Culture

Norm Macdonald, R.I.P.

Norm Macdonald at the Television Critics Association Summer press tour in 2003. (Fred Prouser/Reuters)
A fond farewell to one of our greatest comedic minds.

‘In the old days, a man could just get sick and die. Now, they have to wage a battle,” Norm Macdonald jokes in his 2011 special. When an old man dies, people say, “Hey, he lost his battle. . . . That’s no way to end your life.” As if to prove a point, the stand-up kept his cancer diagnosis private for nine years.

Norm Macdonald — dead today at age 61 — refused to wage a battle. It was the last of many refusals: As a young comic, he refused a lunch invitation from Johnny Carson, his comedy hero, for fear that he wouldn’t have good stories to tell. He refused repeatedly to quit gambling on professional sports, a habit that led to three personal bankruptcies. Most famously, Norm refused to stop telling jokes about O. J. Simpson’s murder trial, despite the protestations of NBC executive Don Ohlmeyer — a bit that got him fired from Saturday Night Live.

Later, Norm refused to develop a show for FX because he didn’t like the final version of a script he’d written with Simpsons co-creator Sam Simon. Norm sent a rewrite to FX, which the network stood ready to develop, but the deal fell apart when Simon learned of the unauthorized revisions. The gambit got Norm fired by his TV agent.

He also refused to learn how to drive, which makes perfect, inexplicable sense to his fans.

On the few occasions when Norm did complete a project — Sports Show with Norm Macdonald, which he hosted on Comedy Central, or his recent Netflix talk show, Norm Macdonald Has a Show — he more or less deliberately bombed, never lasting more than one season. Norm was a comic: He couldn’t bring himself to do Hollywood’s song and dance.
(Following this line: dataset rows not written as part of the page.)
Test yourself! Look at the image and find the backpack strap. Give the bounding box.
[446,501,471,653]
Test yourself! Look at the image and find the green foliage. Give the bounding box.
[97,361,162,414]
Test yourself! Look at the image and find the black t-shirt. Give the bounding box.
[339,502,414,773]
On SNL, his deadpan one-liners were designed to infuriate most of the audience: “At the White House this week, President Clinton officially came out against same-sex marriages. What’s more, the president said he’s not too crazy about opposite-sex marriages either.”
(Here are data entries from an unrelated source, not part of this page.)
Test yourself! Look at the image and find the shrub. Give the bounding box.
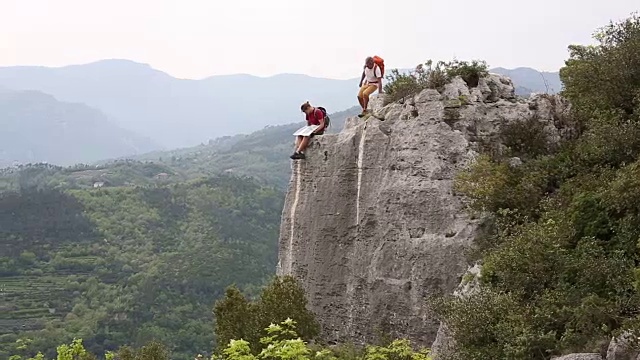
[384,60,488,102]
[214,276,320,353]
[212,319,431,360]
[443,60,489,87]
[434,15,640,360]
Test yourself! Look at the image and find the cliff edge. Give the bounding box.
[278,74,566,346]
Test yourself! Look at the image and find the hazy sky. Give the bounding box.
[0,0,640,78]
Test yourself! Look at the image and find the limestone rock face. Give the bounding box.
[278,75,562,347]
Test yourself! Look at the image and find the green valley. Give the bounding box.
[0,174,282,359]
A year after leaving the show, Norm came back as a host. “How did I go from being not funny enough to be even allowed in the building to being so funny that I’m now hosting the show?” he asks in the opening monologue. His conclusion: “I haven’t gotten funnier; the show has gotten really bad.”
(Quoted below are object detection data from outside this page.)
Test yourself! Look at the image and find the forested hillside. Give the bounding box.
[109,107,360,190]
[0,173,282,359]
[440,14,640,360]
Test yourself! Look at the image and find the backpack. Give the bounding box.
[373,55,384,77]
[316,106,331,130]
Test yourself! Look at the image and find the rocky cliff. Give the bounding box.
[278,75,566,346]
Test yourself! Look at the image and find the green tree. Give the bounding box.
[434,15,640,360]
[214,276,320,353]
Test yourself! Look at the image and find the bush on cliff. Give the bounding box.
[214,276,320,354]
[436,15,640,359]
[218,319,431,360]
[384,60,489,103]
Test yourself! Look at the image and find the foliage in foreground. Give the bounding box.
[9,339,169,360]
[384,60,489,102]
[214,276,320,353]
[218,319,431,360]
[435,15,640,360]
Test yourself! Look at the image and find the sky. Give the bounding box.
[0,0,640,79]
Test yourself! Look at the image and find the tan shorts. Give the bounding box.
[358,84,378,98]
Norm did his best work in unusual venues. He was a regular on late-night television, creating many of the most memorable moments on Conan and Letterman. Norm Macdonald Live, a podcast he started in 2013, remains a YouTube favorite. He even did color commentary of the Masters Tournament in annual livestreams online. In this respect, he was a quiet trailblazer, making early use of new media in which producers couldn’t tell him what not to say.

Norm got a book deal a few years ago and nearly sabotaged that, too. After promising the publisher a memoir, he delivered an absurdist comic novel that opens with SNL creator Lorne Michaels accepting morphine as a bribe. Based on a True Story was, mercifully, published, and it showcased the standup’s full range of talent.

In one characteristic scene, the Make-A-Wish Foundation grants a terminally ill boy’s request for a meeting with Norm. When the boy arrives on the SNL set, he confides to Norm that he has no interest whatsoever in the sketch show (“It hasn’t been funny since Bill Murray left”), but that his actual dying wish is to club a baby seal to death. A native of Canada, Norm Macdonald is the natural choice to grant that wish.

A rare moment of earnest reflection comes at the end of the book. “If I am remembered,” Macdonald writes, “it will always be by the four years I spent at Saturday Night Live and, maybe even more than that, by the events surrounding my departure from that show.” He continues:

It can be difficult to define yourself by something that happened so long ago and is gone forever. It’s like a fellow at the end of the bar telling no one in particular about the silver medal he won in high school track, the one he still wears around his neck.

The only thing an old man can tell a young man is that it goes fast, real fast, and if you’re not careful it’s too late. Of course, the young man will never understand this truth.

I got to speak with Norm briefly after a 2019 show he did at Caroline’s on Broadway. I asked if he was working on another book. He assured me he was, and that it would be published soon. I don’t know if he was telling the truth.